2) They don’t know how to do it 
3) They are just not confident having those conversations with their clients.  In fact, they often shy away from them and hide behind letters of engagement and emails.  
When they do not follow this process, then they are in a very weak position when it comes to charging which is when discounting and over-servicing are likely to occur.  They will potentially be more stressed than usual by the current situation, as they realise that their jobs are at risk.
One of the most surprising behaviours I have encountered is fee-earners continuing to do work for clients who haven’t paid previous bills.  I know it beggars belief and yet it is not uncommon. Perhaps that has occurred in your firm. What are you as a firm doing to help overcome this?  After all, the future of your business and all those working in it are at stake.
Looking after yourself and your staff
You are stretched, stressed and preoccupied.  That’s a given, yet not to be ignored.  Despite that, you have a duty of care to your staff and this needs to be a top priority.  Without fully functioning staff, you don’t have a business. The firms which are doing this the best are likely to be the ones that not only survive but go on to thrive when we come through this.  They will have the most loyal staff who will also have grown in confidence through empowerment and care.
One of the potential hazards of living through a crisis such as this is that fear is rife.  When vast quantities of fear are being pumped out into the atmosphere, it spreads like wildfire. So many of your fee-earners will be experiencing heightened levels of fear, whether they continue to work or are being furloughed. . It’s even trickier if they are constantly being bombarded by clients who are often feeling very emotional themselves. This means that they may feel more stressed than normal or even overwhelmed. 
And, if you are feeling fearful yourself, it is likely to lead to decision-making and behaviours that are fear-based, which means that you run the risk of damaging your business, not to mention staff morale.
In addition, if you as the decision-maker is fearful, then it’s more than probable that you will transmit this to your staff.
So what can you do to mitigate these circumstances?  First of all, it’s important that you:
1) Take time to take care of yourself! Remember the analogy of putting your oxygen mask on first! 
2) Make a conscious effort to get up from your desk every couple of hours and move around. 
3) Take some deep breaths, preferably in the fresh air, and as you exhale, make a noise of release. 
4) Make time for exercise and social activities, even if they are remote! 
5) Take time to reflect on how you feel.  This will enable you not only to understand yourself better but also deepen your ability to understand others.
6) Acknowledge your feelings and accept them. Resistance gives them more power; acceptance helps them dissipate.
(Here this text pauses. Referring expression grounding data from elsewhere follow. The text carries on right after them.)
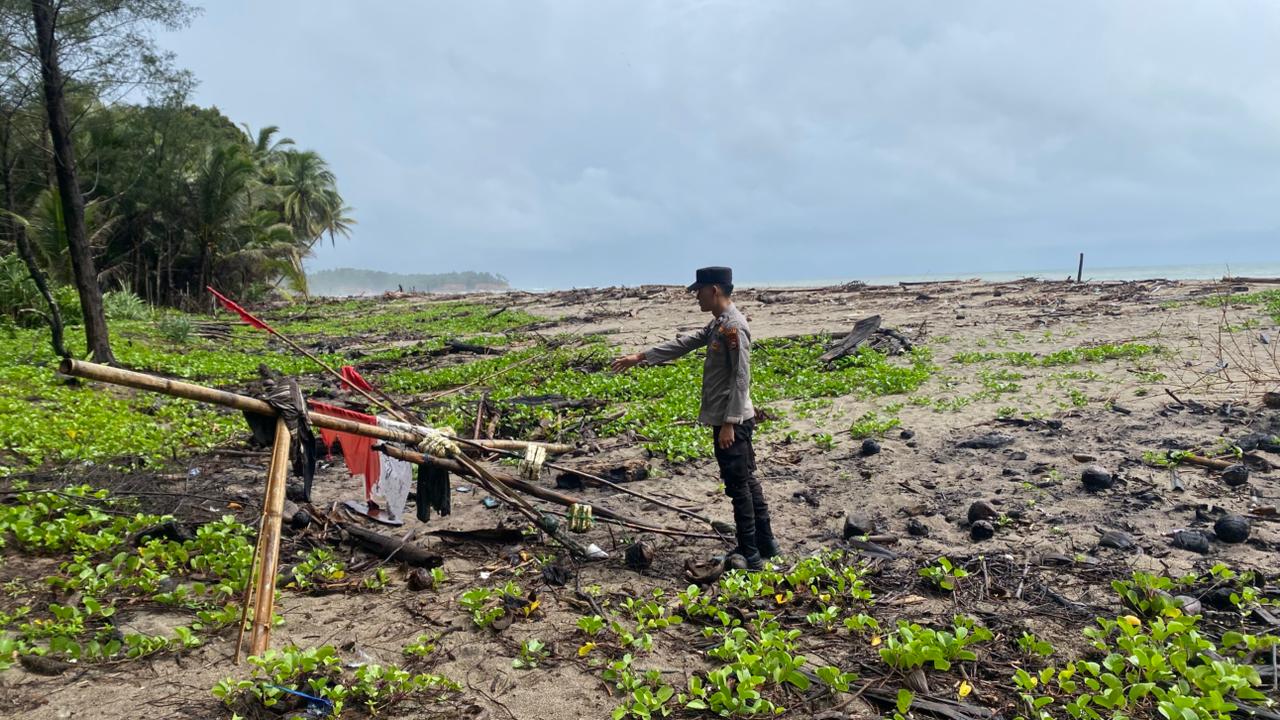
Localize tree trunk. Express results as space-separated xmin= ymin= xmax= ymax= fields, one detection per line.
xmin=31 ymin=0 xmax=114 ymax=364
xmin=196 ymin=231 xmax=210 ymax=300
xmin=3 ymin=148 xmax=67 ymax=358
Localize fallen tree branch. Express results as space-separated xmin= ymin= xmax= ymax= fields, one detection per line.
xmin=338 ymin=522 xmax=443 ymax=568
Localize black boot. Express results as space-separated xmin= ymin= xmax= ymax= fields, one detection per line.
xmin=723 ymin=544 xmax=765 ymax=570
xmin=723 ymin=548 xmax=764 ymax=570
xmin=756 ymin=535 xmax=780 ymax=560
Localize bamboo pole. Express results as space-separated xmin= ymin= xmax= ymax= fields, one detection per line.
xmin=464 ymin=438 xmax=575 ymax=454
xmin=62 ymin=357 xmax=277 ymax=414
xmin=58 ymin=359 xmax=572 ymax=454
xmin=249 ymin=418 xmax=291 ymax=656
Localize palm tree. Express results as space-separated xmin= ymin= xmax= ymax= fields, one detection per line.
xmin=276 ymin=149 xmax=338 ymax=244
xmin=318 ymin=188 xmax=355 ymax=245
xmin=220 ymin=209 xmax=309 ymax=296
xmin=21 ymin=188 xmax=118 ymax=286
xmin=241 ymin=123 xmax=293 ymax=182
xmin=190 ymin=142 xmax=257 ymax=293
xmin=243 ymin=124 xmax=293 ymax=156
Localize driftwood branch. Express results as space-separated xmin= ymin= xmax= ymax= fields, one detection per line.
xmin=338 ymin=522 xmax=442 ymax=568
xmin=819 ymin=315 xmax=881 ymax=364
xmin=1182 ymin=453 xmax=1235 ymax=471
xmin=427 ymin=339 xmax=507 ymax=357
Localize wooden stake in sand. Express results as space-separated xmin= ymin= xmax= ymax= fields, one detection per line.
xmin=249 ymin=418 xmax=291 ymax=656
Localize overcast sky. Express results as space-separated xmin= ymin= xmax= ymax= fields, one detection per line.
xmin=159 ymin=1 xmax=1280 ymax=288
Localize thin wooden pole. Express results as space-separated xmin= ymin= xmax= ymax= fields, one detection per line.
xmin=249 ymin=418 xmax=290 ymax=656
xmin=58 ymin=359 xmax=572 ymax=454
xmin=1077 ymin=253 xmax=1084 ymax=283
xmin=232 ymin=512 xmax=265 ymax=664
xmin=207 ymin=287 xmax=418 ymax=425
xmin=461 ymin=438 xmax=575 ymax=454
xmin=267 ymin=330 xmax=420 ymax=427
xmin=449 ymin=436 xmax=717 ymax=527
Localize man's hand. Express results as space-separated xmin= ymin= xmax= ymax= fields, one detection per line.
xmin=717 ymin=423 xmax=735 ymax=450
xmin=610 ymin=353 xmax=645 ymax=373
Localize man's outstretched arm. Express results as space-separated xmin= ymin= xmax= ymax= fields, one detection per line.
xmin=611 ymin=325 xmax=710 ymax=372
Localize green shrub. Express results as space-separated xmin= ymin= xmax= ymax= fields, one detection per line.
xmin=0 ymin=254 xmax=80 ymax=327
xmin=156 ymin=313 xmax=192 ymax=344
xmin=102 ymin=290 xmax=151 ymax=321
xmin=0 ymin=253 xmax=40 ymax=324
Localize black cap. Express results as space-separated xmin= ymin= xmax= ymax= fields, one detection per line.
xmin=687 ymin=266 xmax=732 ymax=291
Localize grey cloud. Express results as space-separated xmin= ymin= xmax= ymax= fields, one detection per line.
xmin=160 ymin=1 xmax=1280 ymax=287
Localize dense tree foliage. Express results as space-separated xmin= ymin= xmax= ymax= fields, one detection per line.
xmin=0 ymin=100 xmax=355 ymax=311
xmin=0 ymin=0 xmax=354 ymax=332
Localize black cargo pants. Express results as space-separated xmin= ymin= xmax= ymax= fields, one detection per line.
xmin=712 ymin=419 xmax=774 ymax=557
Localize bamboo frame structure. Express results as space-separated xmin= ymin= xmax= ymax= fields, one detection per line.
xmin=58 ymin=359 xmax=572 ymax=454
xmin=55 ymin=359 xmax=570 ymax=657
xmin=57 ymin=359 xmax=727 ymax=653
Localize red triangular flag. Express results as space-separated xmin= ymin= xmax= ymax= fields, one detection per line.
xmin=207 ymin=286 xmax=271 ymax=331
xmin=340 ymin=365 xmax=375 ymax=393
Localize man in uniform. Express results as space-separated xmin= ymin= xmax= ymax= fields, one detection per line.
xmin=611 ymin=266 xmax=778 ymax=569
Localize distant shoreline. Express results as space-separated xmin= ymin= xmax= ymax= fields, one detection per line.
xmin=510 ymin=261 xmax=1280 ymax=293
xmin=746 ymin=261 xmax=1280 ymax=289
xmin=311 ymin=261 xmax=1280 ymax=295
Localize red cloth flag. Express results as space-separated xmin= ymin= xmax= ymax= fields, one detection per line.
xmin=206 ymin=286 xmax=271 ymax=331
xmin=310 ymin=400 xmax=379 ymax=499
xmin=340 ymin=366 xmax=375 ymax=393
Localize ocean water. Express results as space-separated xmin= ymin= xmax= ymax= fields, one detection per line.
xmin=748 ymin=262 xmax=1280 ymax=289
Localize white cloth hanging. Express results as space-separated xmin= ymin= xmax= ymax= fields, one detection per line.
xmin=371 ymin=417 xmax=415 ymax=523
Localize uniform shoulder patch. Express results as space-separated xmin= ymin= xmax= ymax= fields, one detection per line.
xmin=720 ymin=325 xmax=740 ymax=350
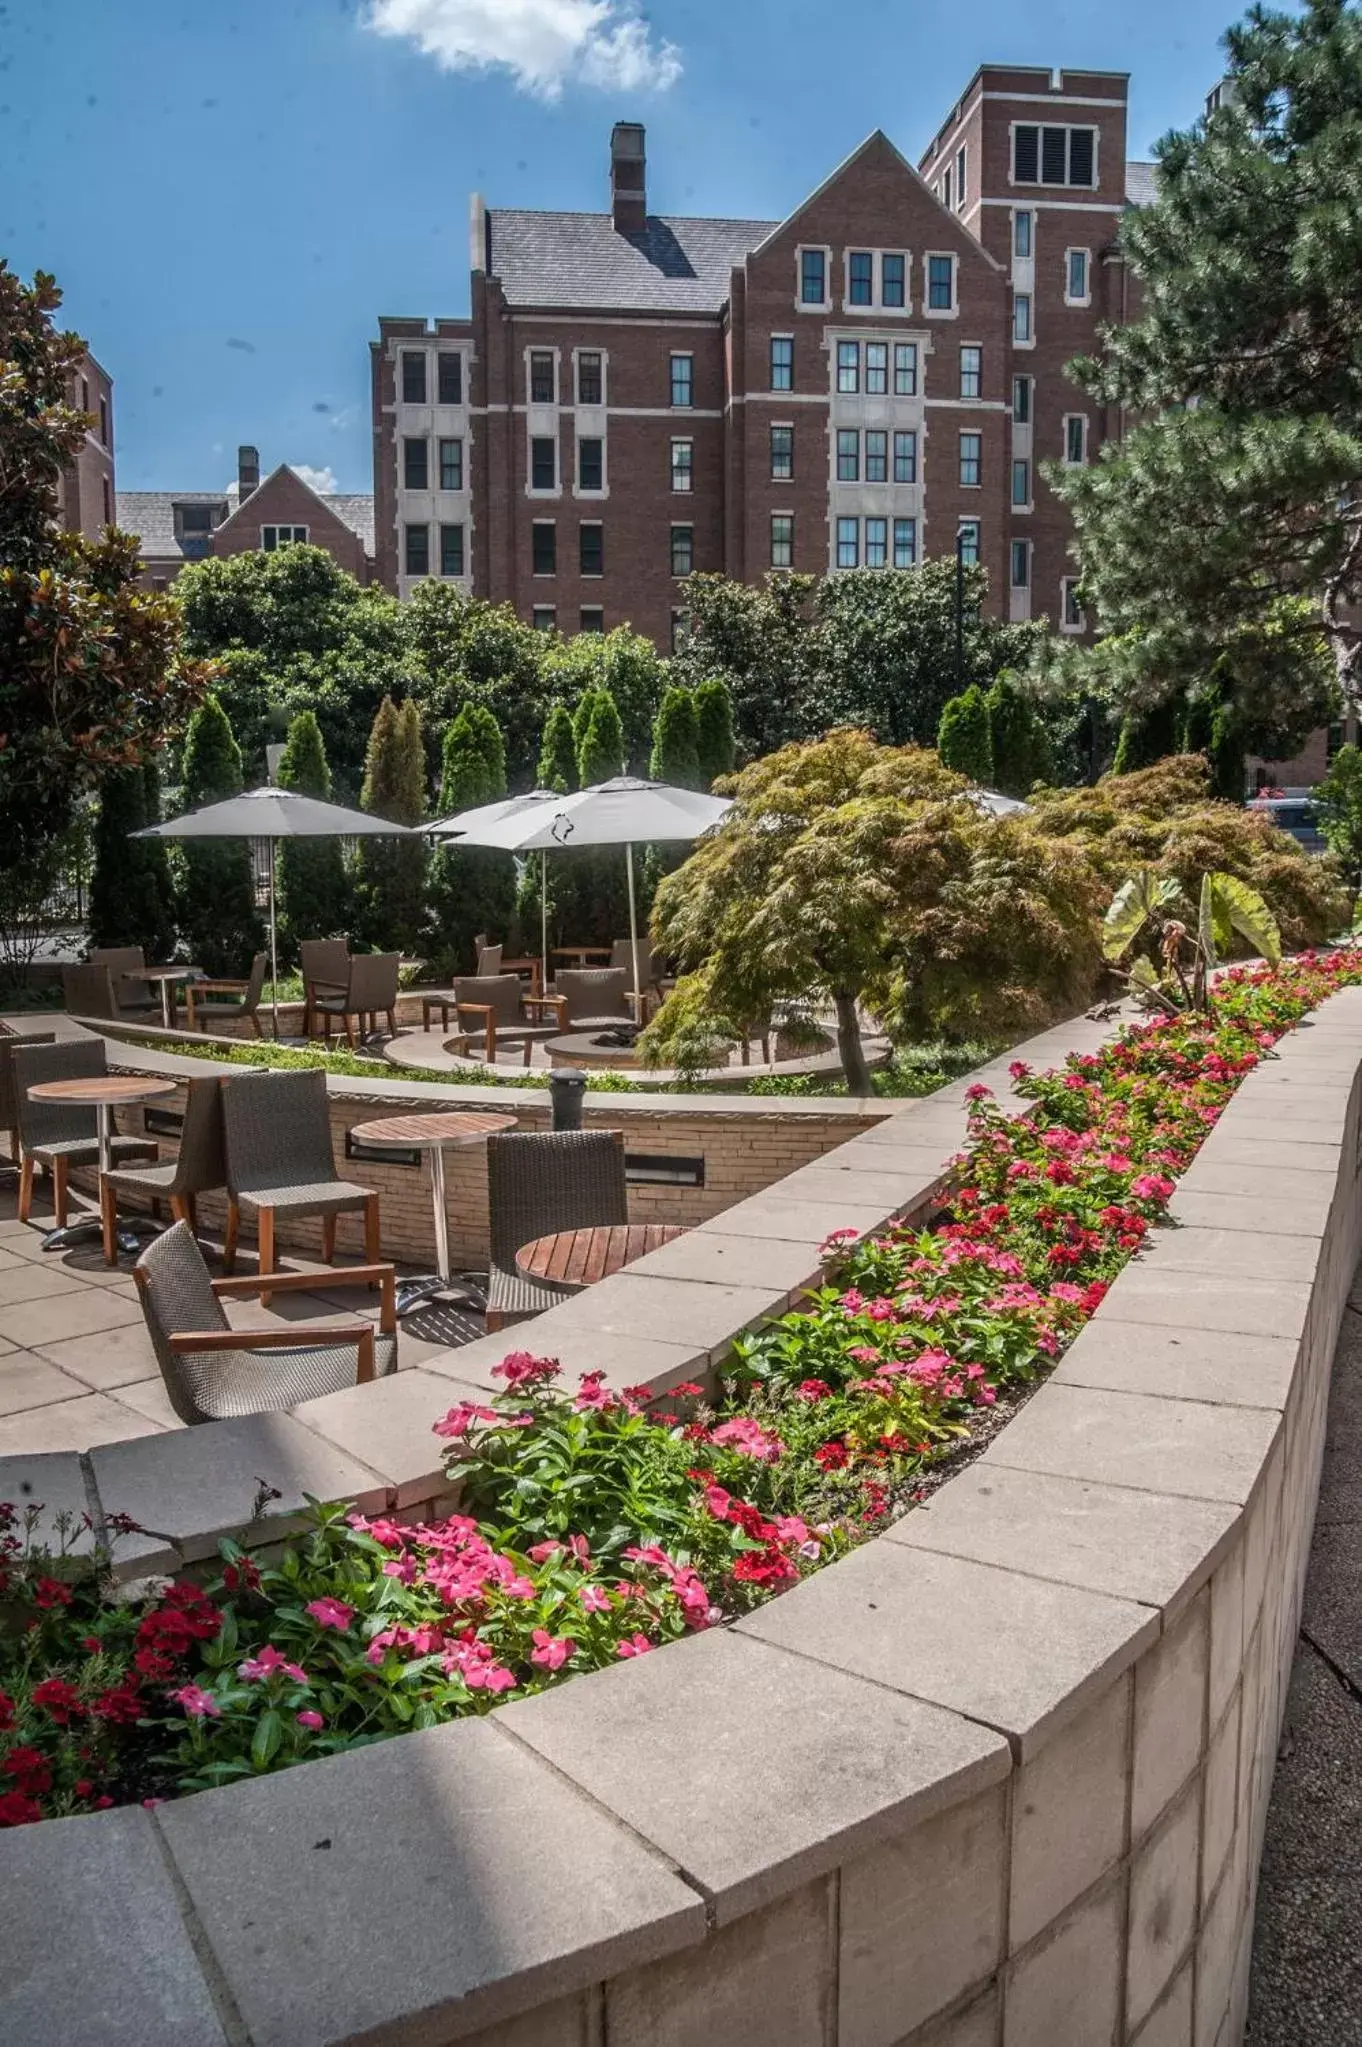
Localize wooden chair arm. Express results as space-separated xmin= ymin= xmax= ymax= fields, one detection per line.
xmin=522 ymin=995 xmax=568 ymax=1024
xmin=168 ymin=1320 xmax=372 ymax=1352
xmin=191 ymin=979 xmax=249 ymax=996
xmin=454 ymin=1002 xmax=494 ymax=1025
xmin=214 ymin=1265 xmax=397 ymax=1335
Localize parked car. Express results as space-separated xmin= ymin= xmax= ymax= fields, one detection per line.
xmin=1246 ymin=790 xmax=1328 ymax=856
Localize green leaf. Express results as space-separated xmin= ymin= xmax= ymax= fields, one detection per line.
xmin=1197 ymin=873 xmax=1218 ymax=971
xmin=251 ymin=1709 xmax=282 ymax=1769
xmin=1102 ymin=870 xmax=1180 ymax=961
xmin=1206 ymin=871 xmax=1282 ymax=965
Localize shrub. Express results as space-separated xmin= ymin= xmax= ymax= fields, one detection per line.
xmin=985 ymin=673 xmax=1050 ymax=798
xmin=352 ymin=697 xmax=429 ymax=954
xmin=936 ymin=683 xmax=994 ymax=784
xmin=274 ymin=711 xmax=349 ymax=967
xmin=693 ymin=677 xmax=737 ymax=787
xmin=537 ymin=700 xmax=577 ymax=794
xmin=88 ymin=760 xmax=177 ymax=960
xmin=429 ymin=704 xmax=514 ymax=969
xmin=176 ymin=696 xmax=263 ymax=975
xmin=649 ymin=686 xmax=701 ymax=789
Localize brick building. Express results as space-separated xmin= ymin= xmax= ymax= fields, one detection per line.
xmin=117 ymin=446 xmax=375 ymax=589
xmin=372 ymin=65 xmax=1154 ymax=649
xmin=60 ymin=349 xmax=115 ymax=540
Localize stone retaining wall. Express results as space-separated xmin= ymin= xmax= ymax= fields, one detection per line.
xmin=3 ymin=991 xmax=1359 ymax=2047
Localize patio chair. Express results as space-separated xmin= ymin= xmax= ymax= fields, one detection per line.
xmin=0 ymin=1028 xmax=55 ymax=1163
xmin=62 ymin=962 xmax=162 ymax=1026
xmin=12 ymin=1038 xmax=157 ymax=1228
xmin=134 ymin=1220 xmax=398 ymax=1425
xmin=184 ymin=952 xmax=268 ymax=1037
xmin=301 ymin=937 xmax=350 ymax=1037
xmin=608 ymin=940 xmax=672 ymax=1016
xmin=421 ymin=974 xmax=564 ymax=1064
xmin=221 ymin=1065 xmax=380 ymax=1294
xmin=99 ymin=1073 xmax=228 ymax=1265
xmin=554 ymin=968 xmax=635 ymax=1028
xmin=475 ymin=942 xmax=503 ymax=977
xmin=485 ymin=1129 xmax=628 ymax=1330
xmin=88 ymin=947 xmax=161 ymax=1021
xmin=311 ymin=951 xmax=401 ymax=1045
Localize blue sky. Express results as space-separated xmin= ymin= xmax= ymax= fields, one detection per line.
xmin=2 ymin=0 xmax=1245 ymax=495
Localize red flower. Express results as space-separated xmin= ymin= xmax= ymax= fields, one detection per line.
xmin=814 ymin=1440 xmax=849 ymax=1471
xmin=2 ymin=1746 xmax=52 ymax=1795
xmin=0 ymin=1790 xmax=42 ymax=1827
xmin=33 ymin=1577 xmax=72 ymax=1610
xmin=30 ymin=1678 xmax=83 ymax=1726
xmin=0 ymin=1692 xmax=14 ymax=1733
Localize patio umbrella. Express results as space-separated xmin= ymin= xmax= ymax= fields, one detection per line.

By doing this, you will also be able to help others do the same.
7) Come back to the present moment.  Stay cool, calm and collected, as much as possible.
8) Think things through carefully and then make rational decisions, without procrastinating, based on logic and the facts you have available at the time, not fear.
9) Ensure regular communication with staff (whether they are working or furloughed) to keep them up-dated, engaged and feeling valued. Show them you genuinely care!
10) Foster an atmosphere of openness and encourage staff to speak up if they need help, without fear of being judged.
11) Ask for suggestions from your staff.  They will help guide you.
Of course all of the above points can be shared with staff for them to implement too.  Now is the time when we all need to take responsibility for ourselves and, if in a position to do so, help others do the same. Self-care and the care of your staff is not a luxury; it’s an even greater necessity now than ever before. Finally, you may wish to consider using this time as an opportunity to bring in remote training to your fee-earners or on-line motivational talks to uplift and inspire staff.